Andy

May 22, 20223 min

The Definitive Book of Body Language - Book Review in 2 minutes

Updated: an hour ago

Pease, Allan & Barbara (2004), The Definitive Book of Body Language, London: Orion Books Ltd


The Definitive Book of Body Language is a textbook. It is not on the light read site of the shelf, content over readability. Allan and Barbara Pease first published the book back in 2004, and it seems like an offline Wikipedia for body language.

The book is divided into 19 chapters and builds up from the basic to more complex contextual understanding. I wrote down the entire content at the bottom of the article if you are interested. They start with general perception, not body language-based, to raise awareness and then gradually go more to explicit examples, discuss interpretation and using body language in business.
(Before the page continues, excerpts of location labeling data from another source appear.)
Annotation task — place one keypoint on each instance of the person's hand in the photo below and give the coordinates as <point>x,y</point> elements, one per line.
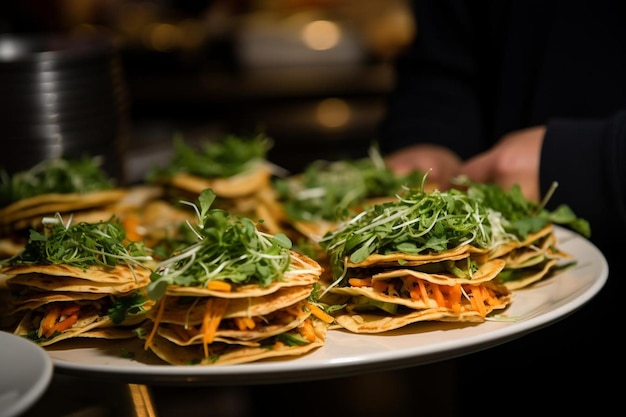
<point>440,161</point>
<point>513,160</point>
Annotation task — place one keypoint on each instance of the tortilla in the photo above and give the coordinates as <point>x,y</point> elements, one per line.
<point>229,354</point>
<point>524,277</point>
<point>272,324</point>
<point>49,204</point>
<point>63,283</point>
<point>118,274</point>
<point>376,323</point>
<point>190,310</point>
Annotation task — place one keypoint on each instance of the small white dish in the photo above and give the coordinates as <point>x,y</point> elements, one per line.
<point>26,373</point>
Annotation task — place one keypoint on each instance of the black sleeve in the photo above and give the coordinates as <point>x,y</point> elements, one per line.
<point>588,161</point>
<point>436,96</point>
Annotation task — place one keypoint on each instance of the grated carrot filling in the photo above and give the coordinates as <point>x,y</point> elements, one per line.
<point>244,323</point>
<point>307,331</point>
<point>155,323</point>
<point>441,302</point>
<point>320,314</point>
<point>219,286</point>
<point>454,298</point>
<point>360,282</point>
<point>213,313</point>
<point>478,301</point>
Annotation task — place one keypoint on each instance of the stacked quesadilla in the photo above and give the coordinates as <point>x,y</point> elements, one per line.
<point>52,186</point>
<point>76,280</point>
<point>534,254</point>
<point>236,295</point>
<point>234,167</point>
<point>427,256</point>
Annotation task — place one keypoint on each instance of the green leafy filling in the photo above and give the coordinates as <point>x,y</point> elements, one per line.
<point>61,176</point>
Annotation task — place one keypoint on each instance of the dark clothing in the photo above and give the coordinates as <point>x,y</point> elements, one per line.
<point>480,69</point>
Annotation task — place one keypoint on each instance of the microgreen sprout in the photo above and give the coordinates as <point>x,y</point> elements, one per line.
<point>81,245</point>
<point>228,248</point>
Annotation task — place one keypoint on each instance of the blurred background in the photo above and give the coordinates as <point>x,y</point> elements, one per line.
<point>312,74</point>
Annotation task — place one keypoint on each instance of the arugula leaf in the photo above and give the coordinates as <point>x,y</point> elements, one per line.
<point>525,216</point>
<point>228,248</point>
<point>331,190</point>
<point>225,157</point>
<point>61,176</point>
<point>420,222</point>
<point>81,245</point>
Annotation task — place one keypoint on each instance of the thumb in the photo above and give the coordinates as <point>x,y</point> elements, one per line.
<point>478,168</point>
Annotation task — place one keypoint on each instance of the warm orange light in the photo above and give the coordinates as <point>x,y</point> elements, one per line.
<point>321,35</point>
<point>333,113</point>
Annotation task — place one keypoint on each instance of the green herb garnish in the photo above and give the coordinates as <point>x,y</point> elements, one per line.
<point>228,248</point>
<point>61,176</point>
<point>220,158</point>
<point>332,190</point>
<point>81,245</point>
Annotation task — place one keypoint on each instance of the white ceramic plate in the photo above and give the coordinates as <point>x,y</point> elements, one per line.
<point>349,354</point>
<point>26,371</point>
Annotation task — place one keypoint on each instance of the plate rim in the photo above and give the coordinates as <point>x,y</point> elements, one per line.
<point>288,369</point>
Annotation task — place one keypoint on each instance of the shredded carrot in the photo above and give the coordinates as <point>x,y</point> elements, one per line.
<point>219,286</point>
<point>244,323</point>
<point>183,333</point>
<point>360,282</point>
<point>130,224</point>
<point>454,298</point>
<point>155,323</point>
<point>320,314</point>
<point>380,286</point>
<point>50,319</point>
<point>307,331</point>
<point>213,313</point>
<point>477,300</point>
<point>441,302</point>
<point>423,291</point>
<point>63,324</point>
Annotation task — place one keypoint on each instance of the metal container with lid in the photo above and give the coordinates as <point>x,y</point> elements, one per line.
<point>62,97</point>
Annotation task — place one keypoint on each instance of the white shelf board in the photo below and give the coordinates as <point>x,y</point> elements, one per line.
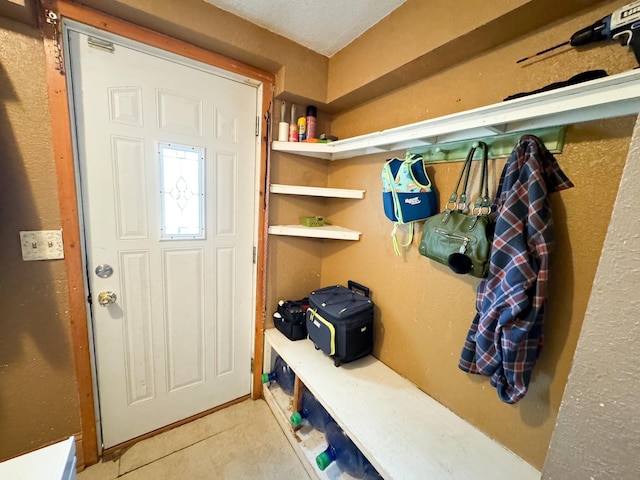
<point>403,432</point>
<point>316,191</point>
<point>607,97</point>
<point>327,231</point>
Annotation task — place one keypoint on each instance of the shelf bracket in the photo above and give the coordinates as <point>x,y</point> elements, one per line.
<point>500,146</point>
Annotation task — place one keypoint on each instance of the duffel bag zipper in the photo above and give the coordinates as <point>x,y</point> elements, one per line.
<point>456,236</point>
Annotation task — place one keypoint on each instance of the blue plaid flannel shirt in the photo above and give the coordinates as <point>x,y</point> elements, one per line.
<point>505,337</point>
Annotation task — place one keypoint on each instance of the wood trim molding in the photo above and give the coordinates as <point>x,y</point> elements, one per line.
<point>65,168</point>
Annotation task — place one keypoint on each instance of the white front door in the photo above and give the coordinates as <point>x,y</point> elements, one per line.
<point>167,154</point>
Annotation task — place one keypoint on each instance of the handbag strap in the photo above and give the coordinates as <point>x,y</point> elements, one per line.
<point>465,173</point>
<point>482,205</point>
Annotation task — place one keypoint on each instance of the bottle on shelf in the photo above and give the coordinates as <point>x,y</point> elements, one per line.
<point>282,375</point>
<point>343,451</point>
<point>311,121</point>
<point>312,411</point>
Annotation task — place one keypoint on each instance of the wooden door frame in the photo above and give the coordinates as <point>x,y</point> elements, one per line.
<point>68,194</point>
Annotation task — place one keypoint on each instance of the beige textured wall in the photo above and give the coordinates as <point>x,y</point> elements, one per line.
<point>596,436</point>
<point>421,339</point>
<point>38,392</point>
<point>423,311</point>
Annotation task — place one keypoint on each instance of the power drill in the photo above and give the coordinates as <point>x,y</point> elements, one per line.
<point>622,25</point>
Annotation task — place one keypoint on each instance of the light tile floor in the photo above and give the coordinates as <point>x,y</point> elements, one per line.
<point>240,442</point>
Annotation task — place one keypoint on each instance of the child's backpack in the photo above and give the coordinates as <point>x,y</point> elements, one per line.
<point>407,195</point>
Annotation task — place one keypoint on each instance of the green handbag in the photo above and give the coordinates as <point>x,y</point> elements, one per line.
<point>458,239</point>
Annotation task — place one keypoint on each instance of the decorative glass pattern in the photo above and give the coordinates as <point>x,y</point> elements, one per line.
<point>181,191</point>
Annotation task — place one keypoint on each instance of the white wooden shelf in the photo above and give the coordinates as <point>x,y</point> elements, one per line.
<point>327,231</point>
<point>307,442</point>
<point>607,97</point>
<point>316,191</point>
<point>55,462</point>
<point>403,432</point>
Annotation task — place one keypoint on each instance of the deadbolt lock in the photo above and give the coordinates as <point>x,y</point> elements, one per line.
<point>106,298</point>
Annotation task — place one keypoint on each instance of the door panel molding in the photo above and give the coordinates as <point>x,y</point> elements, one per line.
<point>68,196</point>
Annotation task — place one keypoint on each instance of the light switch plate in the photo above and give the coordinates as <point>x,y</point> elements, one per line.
<point>41,245</point>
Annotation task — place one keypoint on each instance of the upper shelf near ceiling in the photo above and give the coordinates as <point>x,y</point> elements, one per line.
<point>608,97</point>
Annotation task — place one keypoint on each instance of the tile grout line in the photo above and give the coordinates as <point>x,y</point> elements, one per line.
<point>173,452</point>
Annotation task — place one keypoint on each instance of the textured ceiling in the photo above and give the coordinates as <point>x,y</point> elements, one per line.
<point>325,26</point>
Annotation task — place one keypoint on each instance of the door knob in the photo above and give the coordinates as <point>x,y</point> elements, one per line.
<point>106,298</point>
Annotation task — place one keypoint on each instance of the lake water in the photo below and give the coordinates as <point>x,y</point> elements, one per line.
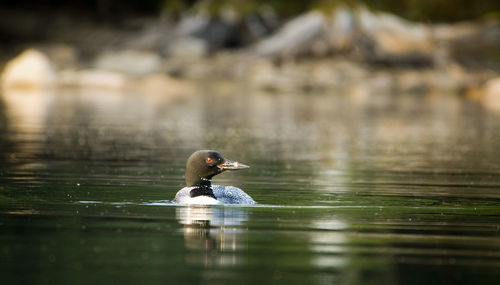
<point>352,189</point>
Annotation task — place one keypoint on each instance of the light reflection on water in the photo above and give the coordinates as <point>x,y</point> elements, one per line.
<point>401,189</point>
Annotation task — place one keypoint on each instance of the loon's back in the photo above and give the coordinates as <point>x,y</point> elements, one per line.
<point>223,195</point>
<point>231,195</point>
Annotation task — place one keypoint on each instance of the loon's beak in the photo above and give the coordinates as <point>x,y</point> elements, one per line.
<point>232,165</point>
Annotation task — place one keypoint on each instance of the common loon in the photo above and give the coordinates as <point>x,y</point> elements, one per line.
<point>201,166</point>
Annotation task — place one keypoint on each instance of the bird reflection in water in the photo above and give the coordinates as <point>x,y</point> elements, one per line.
<point>216,233</point>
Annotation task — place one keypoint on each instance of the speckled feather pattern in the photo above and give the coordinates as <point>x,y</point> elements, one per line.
<point>224,195</point>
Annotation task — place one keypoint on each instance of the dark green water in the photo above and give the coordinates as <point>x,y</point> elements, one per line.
<point>397,190</point>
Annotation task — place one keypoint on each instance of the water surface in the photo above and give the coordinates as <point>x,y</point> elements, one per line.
<point>396,189</point>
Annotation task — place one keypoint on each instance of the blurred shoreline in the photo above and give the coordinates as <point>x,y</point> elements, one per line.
<point>346,48</point>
They cover what you might expect, with a surprisingly large portion focusing on the business perspective, discussing territory, seatings, building rapport, using and reading accessories and how to learn to read such clusters of signals.

For each chapter, they use a mixture of explicit gestures and descriptions. For instance, chapter 11 covers thirteen common gestures that we see daily and how to think about them. One example is the leaning backwards and spreading your legs move that we love when guys do it during rush hour in public transport.

In the penultimate chapters, they address seating positions and powerplay, politics, and being in control of your emotions, which I found by far the best and most valuable part of the book.

In general, I would say that what they do is raise awareness about you becoming aware of the signals you send. And they make a fair point about signals that men & women send differently and how the perception may be more important than reading others body language per se.

In this, I see the strength and probably also the weakness of the book.

On the one hand, you become more self-aware when reading this, and a ton of little hints and tricks work really well, like the seating positions and open or attractive gestures.

On the other hand, you can become excruciatingly self-aware when you do read this book.

I do dislike that the approaches are pretty much entirely western-centric, even the section about cultural differences. These parts often seem like they are a bit outdated. And in general, women are more portrayed to focus on sexual and submissive gestures, so not really a course of body language for women, in my opinion. You might also get the feeling that male positions are superior in almost every situation, as the book is written in a way that seems to support such a point of view.

To be fair, the book states that it is the result of 30 years of their work, so it also reads a bit like a collection of various articles and works about the topic from different stages during their career. Which also might explain why you might sigh at the difficulty of finding the adequate reference at the end of the book, as they are listed alphabetically. This left the academic part of my soul to groan in desperation.

All in all, I give it a 2 out of five. There is excellent advice in the book and the ideas, approaches, and examples are well-illustrated. The sections about seating, powerplay and cluster and so on are very well written and informative. Thus, I think it is definitely worth to have that overview and that is why I have it in the book store section.

There are some bits here and there that are outdated. To say the least. For instance, one section states that German and British people are disciplined and mirror people more than other cultures: That is why they dominated the world for many years (chapter 12). I had to laugh at that. What would that make Swiss and Japanese people? Do we secretly dominate the world? I guess.

There are newer versions coming out every now and then, I am sure they keep reworking the book and take out blunders like these.